では、新型コロナとの戦いが長期化するとともに、新たな感染症が蔓延する懸念が強い不条理の中で、われわれはどう生きたらいいのか。特に、日本では、疫病だけでなく、地震、洪水などの自然災害も宿命付けられている。
「我々は、こういう根本的な不確実性の下で生きている」と指摘する佐伯は、「最終的には死ぬという話ですが、そういう覚悟を持てるかどうかは、政府も誰も助けてくれません。一人ひとりの個人が引き受けるしかない」と、われわれに覚悟を迫る。

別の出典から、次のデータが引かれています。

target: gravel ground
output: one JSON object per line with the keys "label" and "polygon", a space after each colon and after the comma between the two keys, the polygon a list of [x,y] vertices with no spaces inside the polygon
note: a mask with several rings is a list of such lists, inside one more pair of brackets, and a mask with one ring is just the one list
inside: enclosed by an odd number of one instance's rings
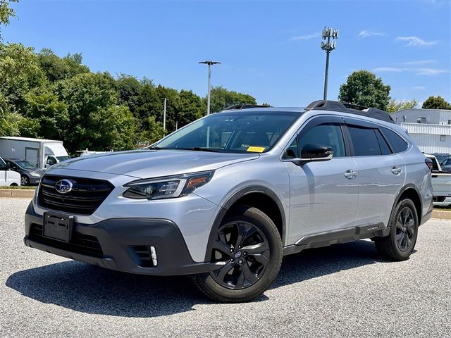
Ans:
{"label": "gravel ground", "polygon": [[1,337],[451,337],[451,220],[404,262],[369,241],[285,257],[259,299],[217,304],[183,277],[136,276],[25,247],[27,199],[0,199]]}

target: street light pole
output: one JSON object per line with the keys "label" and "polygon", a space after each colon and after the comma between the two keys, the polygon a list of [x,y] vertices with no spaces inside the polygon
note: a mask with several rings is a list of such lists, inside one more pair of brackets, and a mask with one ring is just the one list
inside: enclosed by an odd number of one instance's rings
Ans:
{"label": "street light pole", "polygon": [[[330,41],[332,38],[332,41]],[[324,27],[323,30],[323,40],[321,42],[321,49],[326,51],[326,72],[324,74],[324,96],[323,99],[327,100],[327,82],[329,73],[329,54],[335,49],[335,42],[334,39],[338,39],[338,30]]]}
{"label": "street light pole", "polygon": [[209,65],[209,90],[206,96],[206,115],[210,115],[210,94],[211,89],[211,65],[220,65],[221,62],[212,61],[206,60],[205,61],[199,61],[199,63],[203,63]]}
{"label": "street light pole", "polygon": [[166,134],[166,98],[164,98],[164,106],[163,108],[163,130],[164,134]]}

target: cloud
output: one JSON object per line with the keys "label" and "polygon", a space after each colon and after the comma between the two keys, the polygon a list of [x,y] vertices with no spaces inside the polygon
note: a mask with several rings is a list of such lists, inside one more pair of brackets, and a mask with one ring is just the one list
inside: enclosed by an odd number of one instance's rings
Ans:
{"label": "cloud", "polygon": [[309,40],[310,39],[314,39],[315,37],[321,37],[320,32],[314,34],[310,34],[307,35],[295,35],[291,38],[292,40]]}
{"label": "cloud", "polygon": [[400,62],[397,65],[430,65],[431,63],[435,63],[437,60],[418,60],[416,61],[406,61]]}
{"label": "cloud", "polygon": [[385,33],[381,33],[381,32],[371,32],[370,30],[362,30],[357,35],[359,37],[386,37]]}
{"label": "cloud", "polygon": [[378,67],[374,69],[375,72],[378,73],[403,73],[403,72],[412,72],[416,75],[438,75],[438,74],[443,74],[448,73],[447,69],[438,69],[438,68],[413,68],[409,67]]}
{"label": "cloud", "polygon": [[395,39],[397,41],[402,41],[407,42],[406,46],[433,46],[438,43],[438,41],[424,41],[418,37],[397,37]]}
{"label": "cloud", "polygon": [[436,75],[438,74],[443,74],[448,73],[446,69],[437,69],[437,68],[418,68],[416,70],[416,75]]}

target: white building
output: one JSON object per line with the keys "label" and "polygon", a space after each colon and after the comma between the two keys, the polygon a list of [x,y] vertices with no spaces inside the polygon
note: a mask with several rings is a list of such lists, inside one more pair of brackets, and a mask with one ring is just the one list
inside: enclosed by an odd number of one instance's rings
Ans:
{"label": "white building", "polygon": [[424,153],[451,154],[451,111],[406,109],[391,114]]}

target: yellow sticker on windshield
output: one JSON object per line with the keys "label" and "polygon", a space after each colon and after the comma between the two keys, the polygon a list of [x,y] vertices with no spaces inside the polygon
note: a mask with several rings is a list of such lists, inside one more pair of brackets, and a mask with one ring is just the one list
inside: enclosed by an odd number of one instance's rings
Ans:
{"label": "yellow sticker on windshield", "polygon": [[255,151],[256,153],[263,153],[265,151],[264,146],[249,146],[246,151]]}

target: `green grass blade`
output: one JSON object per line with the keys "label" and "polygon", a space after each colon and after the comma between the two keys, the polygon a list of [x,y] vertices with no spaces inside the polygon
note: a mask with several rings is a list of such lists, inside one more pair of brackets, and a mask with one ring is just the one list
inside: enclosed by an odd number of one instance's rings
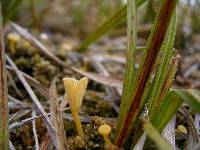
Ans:
{"label": "green grass blade", "polygon": [[3,18],[0,2],[0,149],[8,149],[8,89],[5,69],[5,47],[3,40]]}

一方、瀬名は「不安に駆られることは、人間である以上は当然」としながら、緊急事態下だと言っても「精神的自由は担保」されているのだから、「洞察力を発揮したり、自制したり、勇気をもったりすることはできるはず」で、「人間らしさ」という「その原点に立ち返るべきときがきた」と訴える。不条理に遭遇しても、人間らしく生きたいという思いを捨てないことが、人間らしさを保ち続けることにつながるのかもしれない。